Ollie Jones, 4, died in December after battling leukodystrophy, a rare genetic disease. The boy was buried at Maidstone Cemetery, which is where the boy’s father, Lloyd, would like to mark his grave with a specially designed “Spider-Man” headstone. Although, Maidstone Borough Council has halted the plans as they’ve said they need permission from Marvel, who currently owns the right to the comic book character, to approve it.
Lloyd would like to mark the stone with a “Spider-Man” design as the web-slinging superhero was a favorite of Ollie’s. “At the moment, I go to his grave and see flowers, it would be nice to have something that really reminds me of him,” said Lloyd.
Ollie’s funeral had a visit from Spider-Man and red and blue balloons adorning a horse-drawn carriage. “We can’t move on until we have his headstone done – Spider-Man was Ollie’s entire life. He loved it so much.” continued Lloyd.
Lloyd went on to share that Ollie’s coffin was covered in Spider-Man and the procession was led by someone dressed as Spider-Man and the themed headstone would really mean a lot to him and his family. “I didn’t expect it to be an issue – my funeral director, who’s also my friend, rang me and told me they can’t do it. I thought he was joking at first,” said Lloyd.

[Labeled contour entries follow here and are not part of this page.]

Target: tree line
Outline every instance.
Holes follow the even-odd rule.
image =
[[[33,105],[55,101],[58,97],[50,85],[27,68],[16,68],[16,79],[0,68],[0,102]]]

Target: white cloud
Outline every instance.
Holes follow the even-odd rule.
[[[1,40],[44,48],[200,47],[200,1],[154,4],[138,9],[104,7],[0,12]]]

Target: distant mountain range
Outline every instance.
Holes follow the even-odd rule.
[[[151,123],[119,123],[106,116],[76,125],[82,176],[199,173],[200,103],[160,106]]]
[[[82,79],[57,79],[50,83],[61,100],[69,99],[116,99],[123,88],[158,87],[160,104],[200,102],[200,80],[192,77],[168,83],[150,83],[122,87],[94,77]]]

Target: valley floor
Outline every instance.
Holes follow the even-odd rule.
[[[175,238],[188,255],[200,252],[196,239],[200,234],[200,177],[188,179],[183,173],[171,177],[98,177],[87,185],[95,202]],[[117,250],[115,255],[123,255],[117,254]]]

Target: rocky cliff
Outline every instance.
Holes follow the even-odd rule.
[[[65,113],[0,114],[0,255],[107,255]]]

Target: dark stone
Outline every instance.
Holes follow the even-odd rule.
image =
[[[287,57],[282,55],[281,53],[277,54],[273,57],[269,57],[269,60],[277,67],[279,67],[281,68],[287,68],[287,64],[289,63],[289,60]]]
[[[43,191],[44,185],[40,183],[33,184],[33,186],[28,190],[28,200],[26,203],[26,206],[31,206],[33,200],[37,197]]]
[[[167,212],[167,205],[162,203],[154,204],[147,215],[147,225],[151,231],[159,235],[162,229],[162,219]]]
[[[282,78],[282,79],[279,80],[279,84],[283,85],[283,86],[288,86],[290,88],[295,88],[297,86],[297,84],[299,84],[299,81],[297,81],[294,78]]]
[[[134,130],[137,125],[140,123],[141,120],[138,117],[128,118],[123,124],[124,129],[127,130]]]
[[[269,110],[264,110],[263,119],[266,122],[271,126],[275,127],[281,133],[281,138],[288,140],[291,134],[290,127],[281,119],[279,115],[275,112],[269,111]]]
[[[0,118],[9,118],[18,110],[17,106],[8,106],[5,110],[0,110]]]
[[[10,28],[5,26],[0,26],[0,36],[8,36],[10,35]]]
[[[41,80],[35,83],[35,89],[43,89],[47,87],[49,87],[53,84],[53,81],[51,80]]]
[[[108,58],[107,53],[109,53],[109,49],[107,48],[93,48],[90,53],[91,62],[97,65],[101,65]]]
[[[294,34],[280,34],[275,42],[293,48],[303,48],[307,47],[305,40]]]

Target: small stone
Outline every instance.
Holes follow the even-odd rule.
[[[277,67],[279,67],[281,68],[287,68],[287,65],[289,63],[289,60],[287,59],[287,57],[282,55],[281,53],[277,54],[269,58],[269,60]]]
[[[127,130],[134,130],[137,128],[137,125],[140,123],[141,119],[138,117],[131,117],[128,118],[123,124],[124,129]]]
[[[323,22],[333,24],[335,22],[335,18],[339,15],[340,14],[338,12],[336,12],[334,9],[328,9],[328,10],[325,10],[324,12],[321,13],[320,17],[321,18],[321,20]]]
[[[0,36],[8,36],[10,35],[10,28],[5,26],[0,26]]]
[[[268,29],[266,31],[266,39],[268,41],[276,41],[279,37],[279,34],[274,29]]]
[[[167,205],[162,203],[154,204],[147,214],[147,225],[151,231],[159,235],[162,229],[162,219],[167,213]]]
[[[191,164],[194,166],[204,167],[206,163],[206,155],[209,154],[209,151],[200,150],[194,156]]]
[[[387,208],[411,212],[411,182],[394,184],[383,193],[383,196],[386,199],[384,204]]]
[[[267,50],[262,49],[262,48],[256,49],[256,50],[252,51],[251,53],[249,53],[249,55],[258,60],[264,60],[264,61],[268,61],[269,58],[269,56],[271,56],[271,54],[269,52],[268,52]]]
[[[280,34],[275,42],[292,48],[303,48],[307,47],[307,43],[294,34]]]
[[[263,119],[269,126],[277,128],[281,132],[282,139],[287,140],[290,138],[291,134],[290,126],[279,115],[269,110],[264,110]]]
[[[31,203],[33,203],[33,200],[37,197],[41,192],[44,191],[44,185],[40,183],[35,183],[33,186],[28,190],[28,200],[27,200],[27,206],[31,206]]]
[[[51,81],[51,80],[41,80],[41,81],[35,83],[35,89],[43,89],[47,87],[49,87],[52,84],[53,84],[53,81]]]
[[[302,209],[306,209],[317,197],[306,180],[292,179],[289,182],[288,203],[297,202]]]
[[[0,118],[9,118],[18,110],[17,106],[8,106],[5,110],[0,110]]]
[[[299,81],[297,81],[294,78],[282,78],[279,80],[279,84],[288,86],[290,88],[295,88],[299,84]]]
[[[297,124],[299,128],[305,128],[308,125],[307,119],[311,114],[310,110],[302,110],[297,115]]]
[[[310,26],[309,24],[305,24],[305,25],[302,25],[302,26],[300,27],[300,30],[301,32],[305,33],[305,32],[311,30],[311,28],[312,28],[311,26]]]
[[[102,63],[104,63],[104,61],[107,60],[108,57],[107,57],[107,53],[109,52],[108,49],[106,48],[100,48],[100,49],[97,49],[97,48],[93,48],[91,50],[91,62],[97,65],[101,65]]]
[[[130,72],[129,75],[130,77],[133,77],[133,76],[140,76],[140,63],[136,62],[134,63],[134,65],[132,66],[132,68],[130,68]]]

“We understand copyright but I don’t see why Marvel would have any issues with this.” Lloyd and his family reports reaching out to the company to get the permission needed. However, they haven’t had any success. “We’ve tried every email address and number we can find but so far we haven’t heard anything back from Marvel,” said Lloyd.
In response to the lack of success Lloyd and his family has had reaching out to Marvel for the proper permissions, a Maidstone Borough Council spokeswoman has said: “Maidstone Borough Council is trying to help a family who have asked whether they can place a Spider-Man headstone at the grave of their young son. Sadly, these types of stones have to adhere to copyright and while we understand this is a very emotional time for the family we have made contact with Marvel to ensure the family are complying with their terms and conditions. The MBC Bereavement Services team will do everything they can to help the family throughout this process.”
Leukodystrophy, which is genetic, effects one in 7,000 people. “It’s a fatal condition. It affects them from the age of about two and then most people with it live to around 20,” said Lloyd to Daily Record. He continued: “It’s not painful, but it disrupts their muscles. You try and put a shirt or their trousers on and there muscles can tense up. In the end, Ollie could only move his hands to play with his toys.”